Dáil debates

Wednesday, 23 June 2021

Residential Tenancies (No. 2) Bill 2021: Second Stage

 

2:57 pm

Photo of Mark WardMark Ward (Dublin Mid West, Sinn Fein) | Oireachtas source

Figures released to my colleague, Deputy Ó Broin, by the Residential Tenancies Board highlight how this Government is continuing to fail renters. Since August, more than 1,000 notices to quit have been issued with a significant increase in the numbers since March. The Government has failed to protect renters. The limited protections in place are just not working. The 2016 rent pressure zone legislation, which was supposed to limit rent increases to 4% per annum, has had the opposite effect.

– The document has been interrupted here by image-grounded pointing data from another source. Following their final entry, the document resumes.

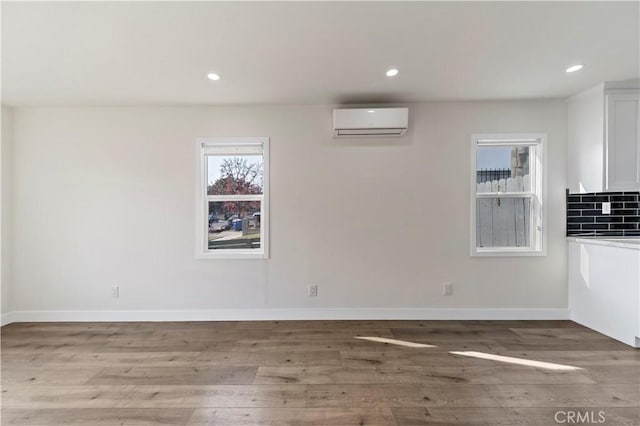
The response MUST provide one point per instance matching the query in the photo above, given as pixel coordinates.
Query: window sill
(508, 253)
(231, 255)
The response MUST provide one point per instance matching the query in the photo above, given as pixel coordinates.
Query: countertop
(624, 242)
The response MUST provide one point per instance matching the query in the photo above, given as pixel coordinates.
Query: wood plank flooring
(313, 373)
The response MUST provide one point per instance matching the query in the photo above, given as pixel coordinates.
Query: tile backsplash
(585, 218)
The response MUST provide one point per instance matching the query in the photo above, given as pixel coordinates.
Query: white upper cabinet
(604, 144)
(622, 146)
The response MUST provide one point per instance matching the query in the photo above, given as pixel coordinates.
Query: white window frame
(538, 192)
(229, 146)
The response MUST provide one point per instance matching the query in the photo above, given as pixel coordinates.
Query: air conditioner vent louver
(359, 122)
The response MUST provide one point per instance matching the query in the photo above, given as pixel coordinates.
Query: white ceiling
(113, 53)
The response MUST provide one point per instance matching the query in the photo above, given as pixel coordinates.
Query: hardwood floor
(314, 373)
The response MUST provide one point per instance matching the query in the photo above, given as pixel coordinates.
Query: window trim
(201, 212)
(539, 246)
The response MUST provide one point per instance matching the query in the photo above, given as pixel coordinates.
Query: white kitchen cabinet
(604, 143)
(622, 144)
(604, 287)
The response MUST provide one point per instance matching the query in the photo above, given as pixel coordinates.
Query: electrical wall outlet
(447, 288)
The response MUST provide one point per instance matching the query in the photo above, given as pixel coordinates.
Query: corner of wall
(6, 184)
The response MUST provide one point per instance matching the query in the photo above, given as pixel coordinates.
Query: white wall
(6, 152)
(586, 141)
(105, 196)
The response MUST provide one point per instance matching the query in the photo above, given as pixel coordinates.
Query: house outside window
(232, 215)
(508, 208)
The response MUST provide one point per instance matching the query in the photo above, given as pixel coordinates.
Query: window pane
(502, 169)
(234, 225)
(234, 174)
(503, 222)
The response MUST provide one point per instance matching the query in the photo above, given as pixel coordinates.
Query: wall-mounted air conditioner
(355, 122)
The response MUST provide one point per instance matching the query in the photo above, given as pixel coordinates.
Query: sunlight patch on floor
(518, 361)
(395, 342)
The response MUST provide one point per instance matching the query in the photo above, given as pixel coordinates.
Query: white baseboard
(6, 318)
(289, 314)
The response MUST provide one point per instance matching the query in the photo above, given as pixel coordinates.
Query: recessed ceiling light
(575, 68)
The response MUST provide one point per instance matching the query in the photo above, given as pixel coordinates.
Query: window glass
(503, 169)
(235, 174)
(234, 225)
(503, 222)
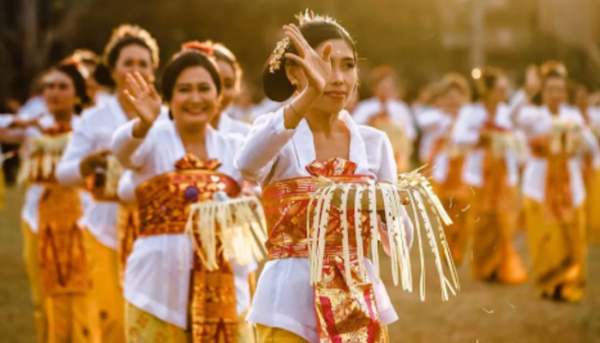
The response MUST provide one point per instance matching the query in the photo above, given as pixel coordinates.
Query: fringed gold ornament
(235, 228)
(43, 156)
(413, 192)
(113, 175)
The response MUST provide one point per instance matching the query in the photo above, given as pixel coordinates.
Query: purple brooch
(191, 193)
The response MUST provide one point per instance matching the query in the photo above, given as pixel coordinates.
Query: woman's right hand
(316, 68)
(144, 99)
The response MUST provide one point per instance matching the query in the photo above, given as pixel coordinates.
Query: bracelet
(295, 112)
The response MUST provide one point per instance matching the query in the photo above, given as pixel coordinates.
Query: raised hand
(316, 68)
(144, 98)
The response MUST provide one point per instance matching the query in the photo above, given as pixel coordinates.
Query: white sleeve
(388, 171)
(401, 113)
(258, 154)
(131, 152)
(80, 145)
(525, 118)
(465, 130)
(6, 120)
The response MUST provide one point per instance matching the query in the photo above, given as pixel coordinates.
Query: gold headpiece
(303, 18)
(127, 30)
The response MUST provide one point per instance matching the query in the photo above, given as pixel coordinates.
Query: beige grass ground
(480, 313)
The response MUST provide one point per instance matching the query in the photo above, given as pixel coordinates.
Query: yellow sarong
(558, 251)
(592, 210)
(32, 267)
(144, 327)
(106, 289)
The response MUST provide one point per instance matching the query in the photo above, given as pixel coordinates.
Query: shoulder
(371, 136)
(572, 113)
(399, 105)
(366, 104)
(240, 126)
(95, 115)
(232, 140)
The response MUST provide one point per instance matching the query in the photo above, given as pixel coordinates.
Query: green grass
(480, 313)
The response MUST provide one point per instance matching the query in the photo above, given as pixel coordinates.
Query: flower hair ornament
(199, 46)
(281, 47)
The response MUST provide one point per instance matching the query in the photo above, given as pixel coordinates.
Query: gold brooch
(275, 62)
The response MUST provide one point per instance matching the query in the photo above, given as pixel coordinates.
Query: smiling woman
(287, 152)
(176, 163)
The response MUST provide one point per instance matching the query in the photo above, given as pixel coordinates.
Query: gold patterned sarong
(493, 218)
(345, 304)
(164, 203)
(556, 229)
(591, 177)
(62, 254)
(127, 232)
(455, 196)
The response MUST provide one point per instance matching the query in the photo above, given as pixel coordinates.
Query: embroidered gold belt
(345, 304)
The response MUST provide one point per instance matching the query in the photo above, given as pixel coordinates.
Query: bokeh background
(421, 39)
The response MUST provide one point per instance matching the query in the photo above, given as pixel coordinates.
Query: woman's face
(231, 88)
(454, 99)
(59, 92)
(132, 58)
(343, 80)
(554, 92)
(386, 89)
(195, 100)
(582, 98)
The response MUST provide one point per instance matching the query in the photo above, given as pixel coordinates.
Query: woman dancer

Instead of being a deterrent to increasing rents, it is now an annual increase that is imposed on renters. I talk to renters in Clondalkin and Lucan, and right across Dublin Mid-West, who dread the annual 4% rent increase that drops in their door.

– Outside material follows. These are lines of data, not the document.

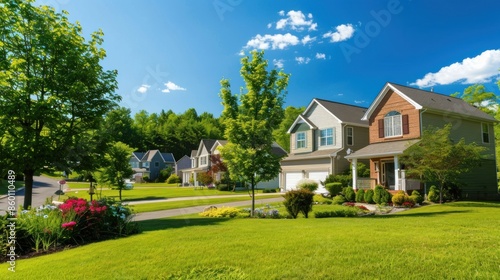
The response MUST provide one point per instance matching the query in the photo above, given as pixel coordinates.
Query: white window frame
(326, 137)
(487, 132)
(350, 135)
(393, 124)
(300, 140)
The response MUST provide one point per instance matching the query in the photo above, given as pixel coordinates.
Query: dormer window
(392, 124)
(301, 140)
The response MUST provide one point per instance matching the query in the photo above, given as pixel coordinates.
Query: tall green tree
(116, 168)
(52, 87)
(436, 158)
(250, 119)
(280, 134)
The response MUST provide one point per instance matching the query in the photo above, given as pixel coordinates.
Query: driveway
(43, 188)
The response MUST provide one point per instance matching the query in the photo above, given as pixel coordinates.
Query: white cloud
(320, 56)
(170, 86)
(296, 20)
(307, 39)
(478, 69)
(279, 63)
(277, 41)
(302, 60)
(143, 88)
(342, 33)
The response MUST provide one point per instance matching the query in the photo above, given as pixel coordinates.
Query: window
(392, 124)
(486, 134)
(326, 137)
(301, 140)
(350, 136)
(203, 160)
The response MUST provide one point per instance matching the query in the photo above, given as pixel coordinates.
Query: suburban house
(200, 163)
(398, 116)
(150, 163)
(320, 137)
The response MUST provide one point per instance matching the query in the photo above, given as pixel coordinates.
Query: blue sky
(172, 54)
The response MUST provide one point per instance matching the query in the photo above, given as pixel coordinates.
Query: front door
(388, 176)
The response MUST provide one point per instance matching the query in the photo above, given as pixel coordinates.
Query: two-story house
(200, 163)
(150, 163)
(320, 138)
(398, 116)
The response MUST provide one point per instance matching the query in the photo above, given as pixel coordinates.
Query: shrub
(360, 195)
(433, 194)
(298, 201)
(334, 188)
(307, 184)
(416, 197)
(349, 194)
(369, 196)
(223, 212)
(173, 179)
(339, 199)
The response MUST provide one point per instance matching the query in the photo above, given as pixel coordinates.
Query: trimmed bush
(369, 196)
(334, 188)
(307, 184)
(349, 194)
(360, 195)
(173, 179)
(339, 200)
(298, 201)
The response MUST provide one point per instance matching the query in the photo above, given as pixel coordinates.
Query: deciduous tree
(250, 119)
(52, 87)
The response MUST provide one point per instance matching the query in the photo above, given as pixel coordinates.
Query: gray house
(150, 164)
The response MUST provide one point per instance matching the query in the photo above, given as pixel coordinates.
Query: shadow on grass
(177, 222)
(420, 214)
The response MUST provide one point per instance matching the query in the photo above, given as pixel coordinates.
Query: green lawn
(453, 241)
(151, 193)
(157, 206)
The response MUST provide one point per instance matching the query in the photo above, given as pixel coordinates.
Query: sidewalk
(198, 209)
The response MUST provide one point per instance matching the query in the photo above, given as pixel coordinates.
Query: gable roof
(422, 99)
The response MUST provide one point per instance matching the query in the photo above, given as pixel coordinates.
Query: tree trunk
(28, 187)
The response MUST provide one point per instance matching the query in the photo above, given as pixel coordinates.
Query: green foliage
(250, 118)
(433, 195)
(298, 201)
(339, 200)
(369, 196)
(334, 188)
(173, 179)
(381, 195)
(437, 158)
(360, 195)
(416, 197)
(222, 212)
(307, 184)
(349, 194)
(345, 180)
(54, 90)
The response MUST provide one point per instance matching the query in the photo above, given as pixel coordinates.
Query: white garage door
(292, 179)
(319, 176)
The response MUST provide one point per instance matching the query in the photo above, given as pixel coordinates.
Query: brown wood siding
(394, 102)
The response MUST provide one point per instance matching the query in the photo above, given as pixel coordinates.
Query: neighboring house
(200, 163)
(150, 163)
(397, 118)
(320, 138)
(183, 163)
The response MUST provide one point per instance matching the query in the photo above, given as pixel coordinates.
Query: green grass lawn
(148, 207)
(453, 241)
(151, 193)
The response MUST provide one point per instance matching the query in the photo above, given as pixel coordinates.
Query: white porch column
(354, 173)
(396, 173)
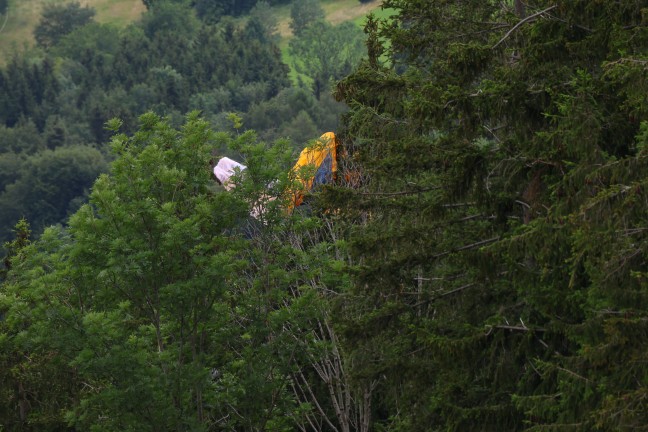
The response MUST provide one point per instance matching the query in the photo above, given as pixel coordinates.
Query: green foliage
(59, 20)
(496, 223)
(303, 13)
(326, 53)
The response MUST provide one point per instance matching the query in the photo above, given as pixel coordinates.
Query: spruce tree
(493, 153)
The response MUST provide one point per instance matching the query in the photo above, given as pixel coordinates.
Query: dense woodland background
(479, 264)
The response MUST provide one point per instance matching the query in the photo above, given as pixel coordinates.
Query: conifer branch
(466, 247)
(525, 20)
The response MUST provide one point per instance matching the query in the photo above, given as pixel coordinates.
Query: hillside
(23, 15)
(18, 25)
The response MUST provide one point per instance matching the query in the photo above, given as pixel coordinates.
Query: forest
(479, 262)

A quick look atdaft.iethis morning reaffirmed what I already knew. In my own area, for example, the average rent for a three-bed property in Lucan is €2,000 per month or higher. I will put this into the context of an annual 4% increase in rent. If a person is lucky enough to get a property for €2,000 a month in year one, in year two the rent increases to €2,080, in year three it increases to €2,163, in year four it increases to €2,250 and in year five the rent is €2,340. Therefore, in the space of five years, the rent has increased by €340 and a home that costs €2,000 per month to rent today will cost workers and families €2,340 in five years' time. That is a whopping 17% increase. It is not sustainable and is pushing workers and families who are already pinned to their collar into poverty and into homelessness. Some €340 in anyone’s language is a huge increase in a family’s outgoings.

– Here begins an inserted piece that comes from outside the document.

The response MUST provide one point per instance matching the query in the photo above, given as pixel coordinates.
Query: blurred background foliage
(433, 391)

When does this stop? When is enough enough? I have had several families contact me who are very worried about a potential 8% increase in rents this year. Inflated rents and lack of affordability is a failure not just of this Government but of successive Governments, and Deputy McAuliffe agreed his party propped up the Government in recent years. There needs to be a shift in Government policy that puts families and workers at the heart of housing policies, not sweetheart deals for vulture funds. The Minister needs to step up to the plate and put these measures in place. The Government needs to reintroduce the original ban on rent increases, notices to quit and evictions until the end of the year, which would address the potential 8% increase in rents this year.

I am the spokesperson on mental health for my party. I believe that if the Government tackled the housing situation, that would have the biggest impact on people's mental health right across this State.